湖畔的叙尔皮斯 作品

34·药师

攲斜的小巷越往里走越是收窄,小巷两侧几家店铺门面外支出的布招子挂花了边沿,无精打采地耷拉着。时疫当下,各家店铺都深门紧闭,店铺四邻的人家院落里也听不见半点声响。快到巷子尽头,丰至瑶折向一条更深的侧巷。被左转右拐的青灰砖墙挡住的巷尾,一株老旱柳自层层叠叠的瓦房顶上冒出一大蓬深绿的树冠。陈平停住了。

“先回答我,你怎么在这里?是奉了你兄长的命令来追杀我的吗?”陈平在丰至瑶身后冷冰冰地开口道。命悬一线的惊险时刻过去,他已冷静下来,暗中推想起了丰至瑶竟在此时此地出现的原委。
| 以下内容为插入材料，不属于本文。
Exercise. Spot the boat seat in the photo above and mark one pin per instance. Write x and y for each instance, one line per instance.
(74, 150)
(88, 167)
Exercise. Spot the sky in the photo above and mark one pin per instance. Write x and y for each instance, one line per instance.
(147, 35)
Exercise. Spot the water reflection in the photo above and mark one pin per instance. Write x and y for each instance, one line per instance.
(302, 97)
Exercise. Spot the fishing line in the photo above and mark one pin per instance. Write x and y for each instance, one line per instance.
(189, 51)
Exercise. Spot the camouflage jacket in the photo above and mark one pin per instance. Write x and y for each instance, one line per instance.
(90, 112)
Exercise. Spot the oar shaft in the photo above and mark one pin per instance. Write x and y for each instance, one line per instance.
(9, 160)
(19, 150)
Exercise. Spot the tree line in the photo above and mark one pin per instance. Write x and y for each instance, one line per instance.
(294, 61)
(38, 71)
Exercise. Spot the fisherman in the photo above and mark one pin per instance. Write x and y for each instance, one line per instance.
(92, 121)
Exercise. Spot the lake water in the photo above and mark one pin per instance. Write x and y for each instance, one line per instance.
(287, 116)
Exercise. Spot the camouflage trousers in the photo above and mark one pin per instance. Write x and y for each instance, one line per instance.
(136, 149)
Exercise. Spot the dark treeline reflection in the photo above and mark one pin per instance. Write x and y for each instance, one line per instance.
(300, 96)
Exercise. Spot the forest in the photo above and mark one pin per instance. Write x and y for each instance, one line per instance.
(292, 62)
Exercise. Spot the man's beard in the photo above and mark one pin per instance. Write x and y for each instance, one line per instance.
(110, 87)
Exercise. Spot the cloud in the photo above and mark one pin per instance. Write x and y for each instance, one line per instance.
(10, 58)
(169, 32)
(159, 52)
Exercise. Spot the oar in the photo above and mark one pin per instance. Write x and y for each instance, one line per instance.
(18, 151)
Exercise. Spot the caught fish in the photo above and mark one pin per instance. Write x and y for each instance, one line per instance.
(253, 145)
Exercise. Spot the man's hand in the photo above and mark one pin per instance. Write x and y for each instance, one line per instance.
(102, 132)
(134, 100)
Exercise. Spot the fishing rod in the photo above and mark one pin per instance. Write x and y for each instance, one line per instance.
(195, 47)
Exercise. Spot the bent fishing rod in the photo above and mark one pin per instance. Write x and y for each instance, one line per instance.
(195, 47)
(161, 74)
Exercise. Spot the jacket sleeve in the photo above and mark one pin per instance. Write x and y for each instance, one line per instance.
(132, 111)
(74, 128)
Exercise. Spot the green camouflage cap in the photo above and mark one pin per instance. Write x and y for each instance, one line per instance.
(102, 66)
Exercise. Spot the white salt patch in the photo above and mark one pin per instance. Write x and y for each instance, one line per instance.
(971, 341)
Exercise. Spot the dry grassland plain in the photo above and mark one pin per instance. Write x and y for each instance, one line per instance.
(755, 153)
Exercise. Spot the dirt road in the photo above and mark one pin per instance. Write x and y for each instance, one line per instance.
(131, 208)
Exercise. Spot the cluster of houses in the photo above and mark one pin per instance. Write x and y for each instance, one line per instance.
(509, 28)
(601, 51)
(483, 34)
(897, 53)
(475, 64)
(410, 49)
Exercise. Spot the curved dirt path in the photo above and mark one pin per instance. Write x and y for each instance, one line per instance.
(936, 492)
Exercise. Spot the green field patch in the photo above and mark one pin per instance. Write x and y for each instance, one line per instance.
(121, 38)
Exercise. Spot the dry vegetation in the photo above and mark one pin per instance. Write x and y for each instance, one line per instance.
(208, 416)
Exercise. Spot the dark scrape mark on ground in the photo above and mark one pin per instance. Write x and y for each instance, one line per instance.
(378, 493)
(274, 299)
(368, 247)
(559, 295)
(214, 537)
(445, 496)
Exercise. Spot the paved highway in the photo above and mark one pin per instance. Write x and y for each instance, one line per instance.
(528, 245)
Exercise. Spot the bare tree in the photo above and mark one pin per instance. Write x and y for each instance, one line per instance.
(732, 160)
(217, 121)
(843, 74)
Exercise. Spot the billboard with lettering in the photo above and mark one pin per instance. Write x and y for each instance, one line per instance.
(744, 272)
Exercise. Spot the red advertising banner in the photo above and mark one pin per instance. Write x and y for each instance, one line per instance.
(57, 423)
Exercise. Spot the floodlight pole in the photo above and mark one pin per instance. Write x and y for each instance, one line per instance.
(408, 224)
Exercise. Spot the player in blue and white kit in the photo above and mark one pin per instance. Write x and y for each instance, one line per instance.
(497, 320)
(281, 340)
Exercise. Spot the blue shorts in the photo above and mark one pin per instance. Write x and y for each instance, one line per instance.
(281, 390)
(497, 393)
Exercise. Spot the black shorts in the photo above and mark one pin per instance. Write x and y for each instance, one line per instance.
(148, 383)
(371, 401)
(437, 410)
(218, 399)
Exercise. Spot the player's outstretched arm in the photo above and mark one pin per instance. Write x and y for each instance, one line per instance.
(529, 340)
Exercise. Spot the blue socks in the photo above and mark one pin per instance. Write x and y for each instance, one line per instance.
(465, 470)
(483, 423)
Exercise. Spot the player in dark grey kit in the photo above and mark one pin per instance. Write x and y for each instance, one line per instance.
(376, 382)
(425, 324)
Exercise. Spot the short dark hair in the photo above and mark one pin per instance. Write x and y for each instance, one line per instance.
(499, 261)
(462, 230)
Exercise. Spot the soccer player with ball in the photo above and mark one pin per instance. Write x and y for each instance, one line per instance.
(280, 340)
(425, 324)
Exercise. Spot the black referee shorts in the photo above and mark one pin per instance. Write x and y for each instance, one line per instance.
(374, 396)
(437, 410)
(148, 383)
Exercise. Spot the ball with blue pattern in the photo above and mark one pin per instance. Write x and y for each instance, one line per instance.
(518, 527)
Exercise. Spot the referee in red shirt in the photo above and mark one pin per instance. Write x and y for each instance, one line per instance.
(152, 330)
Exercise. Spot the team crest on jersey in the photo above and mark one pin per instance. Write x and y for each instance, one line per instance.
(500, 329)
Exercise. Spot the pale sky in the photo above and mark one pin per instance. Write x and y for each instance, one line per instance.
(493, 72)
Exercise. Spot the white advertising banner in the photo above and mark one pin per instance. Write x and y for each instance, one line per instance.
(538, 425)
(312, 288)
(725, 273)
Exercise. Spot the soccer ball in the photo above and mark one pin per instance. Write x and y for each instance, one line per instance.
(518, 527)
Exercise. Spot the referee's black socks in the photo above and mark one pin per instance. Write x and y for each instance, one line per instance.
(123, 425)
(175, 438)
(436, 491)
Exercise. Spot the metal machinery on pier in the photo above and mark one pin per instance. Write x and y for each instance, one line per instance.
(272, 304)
丰至瑶摘下脸上月白的面纱,却迟疑着,还是没敢转过身来面对陈平:“你难道看不出来吗,现在我和你一样,都是条丧家之犬罢了。”

陈平略有些诧异:“你怎么讲话变得这样刻薄了。”

“我知道,你已信不过我了。你自己走吧。我就住在这里,你若是什么时候想来找我,找我算账,要我偿命,或者你想干什么都行,就直接来吧。”丰至瑶语气生硬,一手攥紧了面纱。他背对着陈平,陈平看不见他眼里冷不防地就滚落下的一滴泪珠。
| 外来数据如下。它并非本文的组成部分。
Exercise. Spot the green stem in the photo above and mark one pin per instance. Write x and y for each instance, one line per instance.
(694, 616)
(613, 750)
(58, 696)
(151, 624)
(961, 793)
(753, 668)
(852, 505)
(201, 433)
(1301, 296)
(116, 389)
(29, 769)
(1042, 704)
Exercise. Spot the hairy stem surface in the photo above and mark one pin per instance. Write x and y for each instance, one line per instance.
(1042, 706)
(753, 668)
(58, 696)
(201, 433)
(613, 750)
陈平轻咳两声,吐出胸中一口残余的滞气,缓缓道:“要你偿命?你来京城此等凶险之地,总不会只是为了给我送上命来的吧。我若此刻就要取你性命,你却能就此受死吗?”

丰至瑶想说什么,又不自觉地咬住了嘴唇。也是,他原本就不应该期许陈平或许会原谅他,哪怕只是偷偷的一小点暗自期许。

“你怎么知道我没死?又怎么知道我在京城,而且就在皇宫里?”陈平话锋一转。

丰至瑶有些央求地说道:“进去说吧。这里不是说话的地方。”

“就在这里,但说无妨。我看得出来,这片街坊的人全都已经在时疫里……”陈平顿了顿,没说下去。他向来不是个口无遮拦之人。

陈平所言不错。四下的一片死寂里,两人一前一后,一动不动,各自沉默了一会。终于,陈平首先走上前来。他侧过脸看向丰至瑶。望着这张熟悉的面容,陈平语气不由得软了一些:“说吧。是显谕教的人发现了我没死吗?”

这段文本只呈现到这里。